The teachings of Medical Informatics
about such devices have been documented in the extensive literature of Medical
Informatics. For example, the book “A
History of Medical Informatics in the United States, 1950 to 1990” by
informatics pioneer Morris F. Collen (published in
1995) explicitly demonstrates the progression of the field and the wisdom of
the pioneers dating back to the 1950’s, as in the bons mots here.
The articles and reports below
demonstrate numerous undesirable outcomes of the management information systems
approach to development and implementation of virtual clinical devices:
The Joint Commission’s “Sentinel Event Alert on Healthcare IT” is here.

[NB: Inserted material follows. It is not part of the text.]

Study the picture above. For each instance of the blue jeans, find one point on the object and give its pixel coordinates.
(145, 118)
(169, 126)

The U.S. National Research Council’s
"Current Approaches to U.S. Health
Care Information Technology are Insufficient" and link to a full
report on an investigation of healthcare IT lack of progress is here.
The
The Washington Post’s article on the
influential HIT vendor lobby “The
Machinery Behind Healthcare Reform” is here.
Hoffman and Podgurski’s
paper from Case Western entitled “e-Health
Hazards: Provider Liability and Electronic Health Record Systems” on EHR
medical and legal risks is here.
My
commentary on the May 2009 AMIA workshop
report on healthcare IT failure with free
PDF is available here.
My
commentary on a sentinel Mar. 2009 JAMA article by University of Pennsylvania
researchers Ross Koppel and David Kreda “Health Care Information Technology Vendors'
Hold Harmless Clause: Implications for Patients and Clinicians” on unsafe
contract terms demanded by healthcare IT, and the violations of Joint
Commission safety standards and fiduciary responsibilities committed by
hospital governance personnel who agree to such terms, is here.
A link to the
Oct. 25, 2009 Washington Post article “Electronic medical records not seen
as a cure-all” and my commentary are here.
A Nov. 15
New York Times report “Little Benefit
Seen, So Far, in Electronic Patient Records” on Jha’s
research at the Harvard School of Public Health, that compared 3,000 hospitals
at various stages in the adoption of computerized health records and found
little difference in the cost and quality of care, is here.
A Nov. 20
American Journal of Medicine paper “Hospital
Computing and the Costs and Quality of Care: A National Study” by Himmelstein and Wololhandler at
Harvard Medical School, that also concluded “as currently implemented, hospital
computing might [very] modestly improve process measures of quality but not administrative
or overall costs”, is here.
Most
importantly, the Oct. 16, 2009 letter to major healthcare IT vendors from
Senator Charles E. Grassley (ranking member of the United States Senate
Committee on Finance) initiating a Senate investigation of corporate
practices is here (PDF).
These reports and events should reasonably lend skepticism to the wishful
thinking and irrational exuberance about healthcare IT that currently prevails,
at least to anyone who cares to apply the scientific rigor of medicine itself
to the field of healthcare information technology.